01
— Gracie ? Gracie Landon ! C'est bien toi, n'est-ce pas ?
« Zut ! Elle m'a coincée », songea Gracie. Au beau milieu du jardin de sa mère, le journal dans une main, une tasse de café dans l'autre, les cheveux chiffonnés par l'oreiller... elle jeta un regard d'envie à la porte de la maison, unique issue de secours, pour se résigner aussitôt — son éducation lui interdisait une telle incivilité envers Eunice Baxter, une voisine, octogénaire de surcroît.
Elle avança donc le plus dignement possible, dans les chaussons à pompons empruntés à sa sœur, jusqu'à la barrière séparant les deux propriétés.
— Bonjour, madame Baxter ! lança-t-elle avec une gaieté forcée. Oui, c'est moi, Gracie.
— Je le savais ! Pour sûr, je t'aurais reconnue n'importe où. Et pourtant je ne t'ai pas revue depuis... Depuis combien d'années, au fait?
— Quatorze, répondit Gracie.
Soit la moitié de sa vie, ou presque ! Depuis le temps, logiquement, tout le monde aurait dû l'oublier.
— Eh bien, tu es devenue drôlement mignonne, sais-tu ? Quand tu es partie, ne le prends pas mal... ta pauvre mère elle-même s'inquiétait pour ton avenir. Et te voilà aujourd'hui fraîche épanouie comme une rose !
N'ayant aucune envie de se remémorer cette période précise de son passé, Gracie sourit poliment, pressée de battre en retraite vers le perron.

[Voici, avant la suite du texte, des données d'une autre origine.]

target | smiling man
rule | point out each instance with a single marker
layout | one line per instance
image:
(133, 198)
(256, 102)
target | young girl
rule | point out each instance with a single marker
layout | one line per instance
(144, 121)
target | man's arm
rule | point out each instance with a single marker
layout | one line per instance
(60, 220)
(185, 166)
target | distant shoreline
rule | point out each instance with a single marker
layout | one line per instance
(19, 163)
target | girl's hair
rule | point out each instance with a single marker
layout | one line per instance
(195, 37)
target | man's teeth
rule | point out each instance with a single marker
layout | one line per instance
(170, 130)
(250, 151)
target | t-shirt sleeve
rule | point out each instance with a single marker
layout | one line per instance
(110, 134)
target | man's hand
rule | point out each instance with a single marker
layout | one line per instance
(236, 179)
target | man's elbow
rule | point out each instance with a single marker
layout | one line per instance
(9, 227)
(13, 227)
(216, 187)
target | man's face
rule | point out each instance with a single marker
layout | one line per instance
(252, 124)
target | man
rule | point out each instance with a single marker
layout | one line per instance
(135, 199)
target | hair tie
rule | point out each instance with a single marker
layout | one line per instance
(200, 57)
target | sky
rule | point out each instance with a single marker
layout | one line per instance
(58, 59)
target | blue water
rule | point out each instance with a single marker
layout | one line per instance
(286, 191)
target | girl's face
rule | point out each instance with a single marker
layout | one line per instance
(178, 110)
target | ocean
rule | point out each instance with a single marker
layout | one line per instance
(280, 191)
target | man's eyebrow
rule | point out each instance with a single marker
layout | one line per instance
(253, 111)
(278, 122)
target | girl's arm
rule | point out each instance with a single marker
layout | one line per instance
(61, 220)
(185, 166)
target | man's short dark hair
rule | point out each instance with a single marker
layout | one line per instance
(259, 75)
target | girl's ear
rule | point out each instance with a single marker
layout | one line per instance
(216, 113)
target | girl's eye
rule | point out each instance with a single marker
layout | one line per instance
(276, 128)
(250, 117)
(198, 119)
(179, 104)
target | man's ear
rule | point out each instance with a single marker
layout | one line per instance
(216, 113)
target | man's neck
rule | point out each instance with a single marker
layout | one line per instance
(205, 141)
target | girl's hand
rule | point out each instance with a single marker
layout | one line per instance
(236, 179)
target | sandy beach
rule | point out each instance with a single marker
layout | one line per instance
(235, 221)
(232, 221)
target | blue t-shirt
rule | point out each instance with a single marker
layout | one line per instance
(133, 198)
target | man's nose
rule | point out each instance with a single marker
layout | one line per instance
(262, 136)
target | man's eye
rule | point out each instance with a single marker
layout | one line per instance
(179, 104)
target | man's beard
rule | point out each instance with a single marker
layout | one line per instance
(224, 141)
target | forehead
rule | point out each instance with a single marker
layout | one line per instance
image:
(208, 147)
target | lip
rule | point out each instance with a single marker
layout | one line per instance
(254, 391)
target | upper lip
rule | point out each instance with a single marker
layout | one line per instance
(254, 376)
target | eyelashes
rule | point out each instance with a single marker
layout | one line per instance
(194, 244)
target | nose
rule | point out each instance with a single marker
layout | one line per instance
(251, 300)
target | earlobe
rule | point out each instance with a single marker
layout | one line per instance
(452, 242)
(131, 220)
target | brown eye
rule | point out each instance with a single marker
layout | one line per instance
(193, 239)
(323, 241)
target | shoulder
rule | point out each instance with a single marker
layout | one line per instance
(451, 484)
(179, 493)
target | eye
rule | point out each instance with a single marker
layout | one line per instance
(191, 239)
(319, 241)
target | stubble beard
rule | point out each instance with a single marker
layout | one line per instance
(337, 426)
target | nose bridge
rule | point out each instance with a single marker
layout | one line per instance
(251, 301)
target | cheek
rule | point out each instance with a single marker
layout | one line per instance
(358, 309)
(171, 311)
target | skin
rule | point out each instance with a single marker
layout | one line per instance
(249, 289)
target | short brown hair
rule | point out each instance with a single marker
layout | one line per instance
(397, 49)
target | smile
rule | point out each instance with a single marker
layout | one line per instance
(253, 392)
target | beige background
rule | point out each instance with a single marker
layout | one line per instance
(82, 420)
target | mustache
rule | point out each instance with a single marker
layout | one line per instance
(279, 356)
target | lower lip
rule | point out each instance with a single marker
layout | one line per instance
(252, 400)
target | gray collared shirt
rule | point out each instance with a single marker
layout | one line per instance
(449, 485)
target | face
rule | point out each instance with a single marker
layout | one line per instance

— Merci, madame Baxter, mais je...
— Tu sais, reprit Eunice en faisant bouffer ses boucles laquées, je parlais justement de toi hier avec mon amie Wilma. Nous disions que les jeunes d'aujourd'hui ne savent plus aimer comme les héros de cinéma, ou comme tu aimais Riley Whitefield.

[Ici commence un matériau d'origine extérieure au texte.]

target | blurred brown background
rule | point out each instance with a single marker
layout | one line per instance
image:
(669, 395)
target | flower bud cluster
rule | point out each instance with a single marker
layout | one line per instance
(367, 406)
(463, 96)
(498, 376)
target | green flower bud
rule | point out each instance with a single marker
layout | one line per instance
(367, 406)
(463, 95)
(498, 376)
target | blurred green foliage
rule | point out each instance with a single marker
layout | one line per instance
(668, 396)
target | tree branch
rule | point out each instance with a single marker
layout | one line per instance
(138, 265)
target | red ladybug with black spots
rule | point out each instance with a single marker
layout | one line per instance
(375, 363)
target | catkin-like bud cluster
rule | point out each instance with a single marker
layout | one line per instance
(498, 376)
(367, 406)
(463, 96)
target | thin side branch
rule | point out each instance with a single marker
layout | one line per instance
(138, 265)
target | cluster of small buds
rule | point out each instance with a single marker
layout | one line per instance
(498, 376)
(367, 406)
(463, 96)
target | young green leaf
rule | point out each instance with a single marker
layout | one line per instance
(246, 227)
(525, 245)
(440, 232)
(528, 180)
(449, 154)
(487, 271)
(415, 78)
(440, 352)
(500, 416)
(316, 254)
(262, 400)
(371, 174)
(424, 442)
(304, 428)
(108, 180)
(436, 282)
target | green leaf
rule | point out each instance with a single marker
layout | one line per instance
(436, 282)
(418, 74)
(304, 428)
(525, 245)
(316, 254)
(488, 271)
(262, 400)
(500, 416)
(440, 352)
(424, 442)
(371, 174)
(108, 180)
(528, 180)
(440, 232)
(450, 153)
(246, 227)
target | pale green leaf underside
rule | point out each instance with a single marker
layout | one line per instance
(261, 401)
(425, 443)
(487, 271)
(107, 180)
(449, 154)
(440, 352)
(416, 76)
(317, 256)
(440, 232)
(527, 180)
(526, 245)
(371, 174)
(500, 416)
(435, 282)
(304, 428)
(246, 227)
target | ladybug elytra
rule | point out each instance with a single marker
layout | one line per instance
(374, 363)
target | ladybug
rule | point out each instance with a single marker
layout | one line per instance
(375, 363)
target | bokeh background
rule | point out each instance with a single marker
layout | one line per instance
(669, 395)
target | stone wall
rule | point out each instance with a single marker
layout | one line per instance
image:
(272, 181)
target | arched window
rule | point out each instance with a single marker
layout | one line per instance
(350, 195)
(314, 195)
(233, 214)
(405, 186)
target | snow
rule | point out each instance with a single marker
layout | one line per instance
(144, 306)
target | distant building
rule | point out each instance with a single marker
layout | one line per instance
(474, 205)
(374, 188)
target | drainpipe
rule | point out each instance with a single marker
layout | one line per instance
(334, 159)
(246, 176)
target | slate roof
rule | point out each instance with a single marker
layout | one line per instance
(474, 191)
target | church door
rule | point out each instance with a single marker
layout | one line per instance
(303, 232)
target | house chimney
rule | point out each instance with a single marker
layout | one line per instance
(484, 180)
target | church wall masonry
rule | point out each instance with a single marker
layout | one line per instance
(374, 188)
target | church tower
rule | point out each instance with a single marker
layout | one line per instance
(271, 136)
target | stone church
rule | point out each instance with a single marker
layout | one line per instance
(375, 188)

Oh ! mon Dieu, non ! songea la jeune femme atterrée, pas Riley Tout sauf ça ! Il n'y avait donc pas prescription pour ses exploits de jeune furie névrosée? Après tant d'années?
— Ce n'était qu'une toquade, murmura-t-elle tout en se maudissant d'avoir consenti à revenir à Los Lobos après toutes ces années.
Mais quand on s'était fait, comme elle, une réputation de pâtissière spécialisée dans les gâteaux de noces, on ne pouvait pas refuser de concocter celui du mariage d'une de ses sœurs...
— Allons ! Tu étais la preuve vivante que le grand amour existe. Tu devrais être fière ! Tu adorais ce garçon, et tu n'avais pas peur de le montrer. Quel cran ! Quelle audace !
Quelle inconscience, surtout, rectifia Gracie en son for intérieur avec un sourire triste. Pauvre Riley. Elle avait fait de sa vie un enfer.
— Ce journaliste de La Gazette a eu du flair de raconter ton histoire sous forme de feuilleton, poursuivit Eunice, emportée par son enthousiasme. Ainsi, toute la ville a pu en profiter Et pour toi, c'était la gloire, à l'époque !
— La gloire et la honte absolue, marmonna Gracie.
Elle gardait un souvenir cuisant du jour où elle avait découvert, au petit déjeuner, son béguin pour Riley étalé dans le quotidien local jusque dans les moindres détails.
— L'épisode favori de Wilma, c'est celui où tu as barré portes et fenêtres chez sa petite amie pour l'empêcher de se rendre à leur rendez-vous. Excellent, ça ! Mais, pour moi, ton initiative la plus spectaculaire fut de te coucher devant la voiture de Riley, ici même...
Eunice pointa le doigt vers la rue, juste devant la maison.
— J'étais aux premières loges, poursuivit-elle, les yeux brillants. Tu clamais que tu l'aimais trop pour le laisser épouser Pam... Pour finir, tu l'as supplié de te rouler dessus pour mettre fin à tes souffrances, s'il préférait s'obstiner dans son projet.
— Mmm, oui, soupira Gracie, super idée, vraiment...
C'était à croire qu'elle seule, en ce bas monde, n'avait pas le droit d'oublier les bêtises de son enfance.
— Je dois des excuses à Riley, ajouta la jeune femme à voix basse.
— Il est revenu en ville, à propos. Tu es au courant ?
Le contraire eût été difficile... Depuis son arrivée à Los Lobos, deux jours plus tôt, chacun s'était fait un devoir de lui annoncer la nouvelle.
— Vraiment ? fit-elle.
La vieille dame lui adressa un clin d'œil et chantonna :
— Et il est de nouveau cé-li-ba-taire ! Et toi, Gracie? Tu as quelqu'un dans ta vie ?
— Non. Mais je suis très occupée par mon travail ces temps-ci et...
— Alors, c'est le destin ! trancha Eunice d'un air entendu. Je te le dis comme je le pense, il vous a réunis tous les deux pour vous offrir une seconde chance.
Gracie retint un grognement. Croiser de nouveau la route de Riley Whitefield pour essuyer une humiliation de plus ? Non, merci. Plutôt se pendre. De toute manière, Riley ferait tout pour l'éviter, cela tombait sous le sens.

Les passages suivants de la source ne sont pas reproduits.